For example, USD 410 recently offered a free summer art program to students.
For the past two weeks, from June 28 through July 9, any interested middle or high school students were able to come in and take an art class from HMHS teacher Dustin Dalke.
“Since schools may have experienced a shortened schedule, funding became available to those who would cover material that may not have been covered during the school year. HMHS fell under that as we went to a hybrid schedule during a part of the 2020-2021 school year where we met with 1/2 of the students in the morning and the other half in the afternoon, repeating our schedule twice each day,” said Dalke.
Principal Clint Corby was excited to be able to offer the class.
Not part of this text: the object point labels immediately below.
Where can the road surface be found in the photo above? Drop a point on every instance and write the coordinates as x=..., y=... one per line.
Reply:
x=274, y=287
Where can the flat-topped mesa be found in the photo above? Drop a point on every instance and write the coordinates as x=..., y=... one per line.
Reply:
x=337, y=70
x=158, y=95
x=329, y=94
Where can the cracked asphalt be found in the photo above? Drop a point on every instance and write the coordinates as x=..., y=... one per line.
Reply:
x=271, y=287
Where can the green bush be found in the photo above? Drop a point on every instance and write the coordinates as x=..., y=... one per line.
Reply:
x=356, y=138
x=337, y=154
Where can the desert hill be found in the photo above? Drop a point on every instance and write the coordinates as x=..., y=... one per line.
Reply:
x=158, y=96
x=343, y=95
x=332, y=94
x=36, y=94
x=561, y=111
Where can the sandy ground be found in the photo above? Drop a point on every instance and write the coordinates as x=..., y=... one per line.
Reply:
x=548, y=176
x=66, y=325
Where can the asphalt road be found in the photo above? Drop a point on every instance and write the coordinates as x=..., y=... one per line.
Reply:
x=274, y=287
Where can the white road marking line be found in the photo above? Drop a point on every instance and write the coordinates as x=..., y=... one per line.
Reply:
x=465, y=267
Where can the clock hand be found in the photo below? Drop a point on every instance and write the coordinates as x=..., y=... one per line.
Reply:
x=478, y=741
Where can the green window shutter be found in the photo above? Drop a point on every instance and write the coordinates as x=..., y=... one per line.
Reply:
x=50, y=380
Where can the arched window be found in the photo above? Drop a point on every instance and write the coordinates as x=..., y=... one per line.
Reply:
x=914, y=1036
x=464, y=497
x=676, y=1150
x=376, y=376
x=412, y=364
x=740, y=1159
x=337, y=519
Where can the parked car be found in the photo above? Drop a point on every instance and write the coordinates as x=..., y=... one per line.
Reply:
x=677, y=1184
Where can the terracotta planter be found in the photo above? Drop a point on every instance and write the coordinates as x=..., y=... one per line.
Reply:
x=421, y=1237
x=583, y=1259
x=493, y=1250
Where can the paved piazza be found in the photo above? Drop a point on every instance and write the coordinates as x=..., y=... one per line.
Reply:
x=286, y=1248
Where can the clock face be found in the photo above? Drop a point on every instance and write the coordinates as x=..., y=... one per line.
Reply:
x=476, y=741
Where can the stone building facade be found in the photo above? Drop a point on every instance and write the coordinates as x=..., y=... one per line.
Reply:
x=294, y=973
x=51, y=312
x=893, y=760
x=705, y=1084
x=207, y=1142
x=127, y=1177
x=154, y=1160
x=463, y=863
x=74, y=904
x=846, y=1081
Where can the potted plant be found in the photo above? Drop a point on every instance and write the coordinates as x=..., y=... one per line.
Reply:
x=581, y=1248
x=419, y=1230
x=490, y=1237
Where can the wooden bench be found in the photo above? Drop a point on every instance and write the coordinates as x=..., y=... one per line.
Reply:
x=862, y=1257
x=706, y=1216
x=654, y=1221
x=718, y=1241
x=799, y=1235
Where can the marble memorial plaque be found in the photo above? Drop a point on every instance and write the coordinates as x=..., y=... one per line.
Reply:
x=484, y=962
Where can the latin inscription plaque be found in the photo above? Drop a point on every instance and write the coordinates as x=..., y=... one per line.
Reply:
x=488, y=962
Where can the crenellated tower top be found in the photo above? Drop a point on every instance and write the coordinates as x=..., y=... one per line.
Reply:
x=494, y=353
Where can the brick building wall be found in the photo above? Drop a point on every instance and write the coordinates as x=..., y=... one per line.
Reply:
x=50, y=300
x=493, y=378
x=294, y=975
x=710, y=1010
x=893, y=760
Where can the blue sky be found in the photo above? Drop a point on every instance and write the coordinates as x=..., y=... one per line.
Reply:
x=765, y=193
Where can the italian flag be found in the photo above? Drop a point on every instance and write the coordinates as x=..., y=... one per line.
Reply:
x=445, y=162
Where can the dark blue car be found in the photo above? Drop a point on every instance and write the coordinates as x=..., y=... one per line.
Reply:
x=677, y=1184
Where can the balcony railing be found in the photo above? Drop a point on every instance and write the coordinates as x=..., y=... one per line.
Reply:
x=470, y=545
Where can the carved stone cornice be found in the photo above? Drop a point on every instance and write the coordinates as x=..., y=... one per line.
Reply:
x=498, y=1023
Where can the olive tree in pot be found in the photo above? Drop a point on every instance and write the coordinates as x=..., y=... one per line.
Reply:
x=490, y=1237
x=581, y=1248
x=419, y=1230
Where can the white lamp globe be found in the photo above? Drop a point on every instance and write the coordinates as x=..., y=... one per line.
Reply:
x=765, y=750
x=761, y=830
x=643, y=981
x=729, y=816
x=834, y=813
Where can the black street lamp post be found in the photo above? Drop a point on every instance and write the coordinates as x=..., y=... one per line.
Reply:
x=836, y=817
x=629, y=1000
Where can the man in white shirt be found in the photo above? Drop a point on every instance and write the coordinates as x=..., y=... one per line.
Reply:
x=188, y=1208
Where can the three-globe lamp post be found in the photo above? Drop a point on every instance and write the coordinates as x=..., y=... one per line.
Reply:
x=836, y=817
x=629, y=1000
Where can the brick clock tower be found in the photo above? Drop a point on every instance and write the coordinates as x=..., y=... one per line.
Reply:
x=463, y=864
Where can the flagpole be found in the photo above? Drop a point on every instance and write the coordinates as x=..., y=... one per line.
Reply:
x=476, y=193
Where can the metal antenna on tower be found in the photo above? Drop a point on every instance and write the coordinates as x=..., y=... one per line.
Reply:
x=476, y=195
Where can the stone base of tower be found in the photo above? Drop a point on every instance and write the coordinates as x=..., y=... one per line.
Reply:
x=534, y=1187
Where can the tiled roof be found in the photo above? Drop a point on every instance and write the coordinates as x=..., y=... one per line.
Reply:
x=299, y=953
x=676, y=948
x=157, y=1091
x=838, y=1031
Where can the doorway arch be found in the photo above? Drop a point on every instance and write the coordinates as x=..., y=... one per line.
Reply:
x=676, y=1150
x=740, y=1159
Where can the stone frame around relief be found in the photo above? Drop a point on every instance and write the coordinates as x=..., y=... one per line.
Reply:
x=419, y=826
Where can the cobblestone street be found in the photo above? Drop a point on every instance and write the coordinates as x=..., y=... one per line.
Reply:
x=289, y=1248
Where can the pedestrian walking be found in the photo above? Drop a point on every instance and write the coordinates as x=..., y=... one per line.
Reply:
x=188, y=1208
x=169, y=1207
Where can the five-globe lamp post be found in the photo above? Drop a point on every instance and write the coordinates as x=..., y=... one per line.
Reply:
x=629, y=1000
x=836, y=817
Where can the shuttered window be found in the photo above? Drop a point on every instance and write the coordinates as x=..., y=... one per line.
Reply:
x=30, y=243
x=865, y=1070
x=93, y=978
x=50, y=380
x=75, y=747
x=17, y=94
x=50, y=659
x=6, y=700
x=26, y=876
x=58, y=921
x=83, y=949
“We had the opportunity to provide the Sculpture Academy to enhance what we offered during the year,” said Corby. “This also gives our students a chance to connect socially and emotionally with one another in areas where they have an interest.”
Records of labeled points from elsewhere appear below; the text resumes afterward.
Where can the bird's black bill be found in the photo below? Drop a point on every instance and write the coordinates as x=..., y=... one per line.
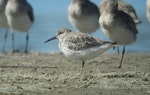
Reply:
x=53, y=38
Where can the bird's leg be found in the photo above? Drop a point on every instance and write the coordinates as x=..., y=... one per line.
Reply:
x=5, y=37
x=13, y=40
x=123, y=51
x=83, y=62
x=27, y=39
x=118, y=50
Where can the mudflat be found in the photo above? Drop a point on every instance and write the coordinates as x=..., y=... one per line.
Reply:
x=55, y=74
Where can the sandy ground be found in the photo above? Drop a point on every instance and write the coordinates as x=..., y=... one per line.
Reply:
x=54, y=74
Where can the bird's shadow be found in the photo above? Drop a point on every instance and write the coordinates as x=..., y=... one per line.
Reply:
x=25, y=67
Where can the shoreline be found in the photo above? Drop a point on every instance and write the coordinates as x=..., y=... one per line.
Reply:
x=45, y=73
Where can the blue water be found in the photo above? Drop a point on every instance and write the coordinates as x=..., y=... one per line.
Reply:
x=52, y=15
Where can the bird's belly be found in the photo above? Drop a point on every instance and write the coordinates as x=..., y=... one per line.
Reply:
x=121, y=36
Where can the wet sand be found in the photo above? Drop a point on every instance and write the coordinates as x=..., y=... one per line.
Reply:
x=54, y=74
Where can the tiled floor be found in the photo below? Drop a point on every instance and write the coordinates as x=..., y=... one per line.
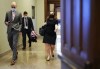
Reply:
x=32, y=58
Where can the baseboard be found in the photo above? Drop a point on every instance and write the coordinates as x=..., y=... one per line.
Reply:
x=69, y=63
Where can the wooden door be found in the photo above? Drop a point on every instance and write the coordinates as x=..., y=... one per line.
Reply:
x=80, y=32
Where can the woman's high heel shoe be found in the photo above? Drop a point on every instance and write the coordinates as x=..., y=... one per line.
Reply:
x=48, y=58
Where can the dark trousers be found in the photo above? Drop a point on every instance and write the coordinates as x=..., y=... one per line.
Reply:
x=13, y=40
x=24, y=33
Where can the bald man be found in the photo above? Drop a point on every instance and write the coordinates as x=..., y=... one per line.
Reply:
x=13, y=23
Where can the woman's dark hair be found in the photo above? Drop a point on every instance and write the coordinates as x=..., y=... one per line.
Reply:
x=51, y=16
x=25, y=12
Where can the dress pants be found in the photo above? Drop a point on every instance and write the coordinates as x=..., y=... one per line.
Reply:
x=24, y=33
x=13, y=40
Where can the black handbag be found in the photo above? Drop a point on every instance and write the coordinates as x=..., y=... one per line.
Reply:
x=41, y=31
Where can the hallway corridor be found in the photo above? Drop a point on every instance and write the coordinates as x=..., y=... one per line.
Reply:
x=31, y=58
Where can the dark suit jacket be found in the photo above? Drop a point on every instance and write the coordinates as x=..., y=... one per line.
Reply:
x=17, y=20
x=30, y=24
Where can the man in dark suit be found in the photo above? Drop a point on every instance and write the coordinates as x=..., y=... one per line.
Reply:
x=27, y=27
x=13, y=23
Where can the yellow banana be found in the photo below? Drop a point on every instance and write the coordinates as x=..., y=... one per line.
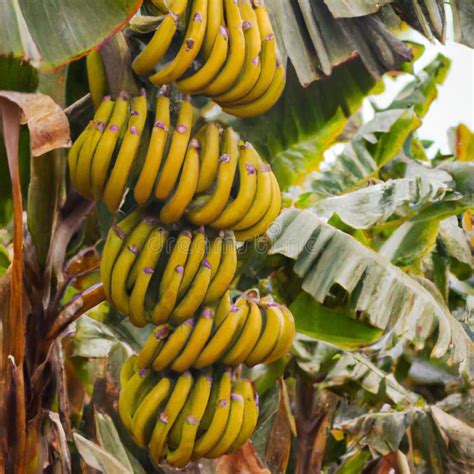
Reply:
x=250, y=415
x=146, y=265
x=156, y=148
x=242, y=347
x=84, y=162
x=75, y=150
x=175, y=206
x=234, y=422
x=265, y=102
x=236, y=57
x=152, y=346
x=115, y=239
x=274, y=321
x=215, y=17
x=168, y=416
x=263, y=224
x=106, y=146
x=251, y=68
x=210, y=142
x=115, y=188
x=214, y=253
x=197, y=252
x=173, y=346
x=199, y=397
x=223, y=337
x=196, y=342
x=263, y=198
x=285, y=338
x=209, y=70
x=218, y=422
x=190, y=47
x=178, y=257
x=223, y=308
x=127, y=370
x=177, y=151
x=193, y=298
x=132, y=394
x=225, y=273
x=215, y=203
x=157, y=47
x=124, y=263
x=238, y=208
x=148, y=411
x=96, y=77
x=167, y=302
x=267, y=71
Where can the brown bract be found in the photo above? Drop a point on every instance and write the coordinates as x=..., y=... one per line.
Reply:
x=47, y=123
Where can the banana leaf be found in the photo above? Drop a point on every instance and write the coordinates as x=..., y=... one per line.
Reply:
x=378, y=292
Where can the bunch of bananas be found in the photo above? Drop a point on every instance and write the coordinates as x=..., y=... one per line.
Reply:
x=251, y=331
x=188, y=416
x=154, y=275
x=212, y=179
x=228, y=53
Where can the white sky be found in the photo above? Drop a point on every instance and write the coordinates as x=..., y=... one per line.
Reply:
x=455, y=101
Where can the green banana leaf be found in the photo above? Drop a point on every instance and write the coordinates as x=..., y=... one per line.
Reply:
x=51, y=34
x=355, y=367
x=380, y=293
x=373, y=205
x=326, y=324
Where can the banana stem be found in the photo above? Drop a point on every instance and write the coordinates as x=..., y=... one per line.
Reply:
x=82, y=303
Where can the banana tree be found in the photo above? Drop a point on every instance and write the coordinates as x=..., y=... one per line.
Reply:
x=372, y=255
Dalke teaches art during the year and was more than happy to teach it during the summer as well.
“I was approached by administration, as well as other teachers, to see if we were interested in conducting a course for a small amount of time in the 2021 summer. I chose to cover a small area of sculptural techniques and materials to cover,” said Dalke.
Corby said, “Mr. Dalke does a great job of sharing his passion with his students. We had a great group of students showcase their learning. The arts are hugely important to provide another outlet for our students to experience success.”
Ten students came in each day from 9:30 until 11 a.m. They worked in person in the HMHS art room.
“There were no classes before or after mine, thus, they wanted to be there. Most days I came in a little bit early, allowing them to spend more time working on their creations. The kids also worked cohesively as a class. They were upbeat, cheerful, and glad to be together in one space,” said Dalke. “We worked with some 3-D materials in a sculptural way including cardboard construction, wire creations, plaster bandage face molds, two part plaster molds, and clay relief carving.”
The class seemed to be a big success.
“The best part about this course was the students’ willingness to be a part of it. I enjoy all of my classes throughout the year however this was a special group of kids who were willing to come in outside of the regular year to do something different,” said Dalke.
The art teacher said he would like people to know how fortunate this community is to have amazing kids.
“This class was just another example of how much we are perfectly made and how much we desire to be together to create, grow, laugh, explore, and support each other,” said Dalke.
He wasn’t sure if there would be more art classes offered but said if there was another time designated to continue, he could see working more with the same group and additional students.
Corby added, “We want to continue to offer more summer academies. We are planning to offer other subject areas next summer as well.”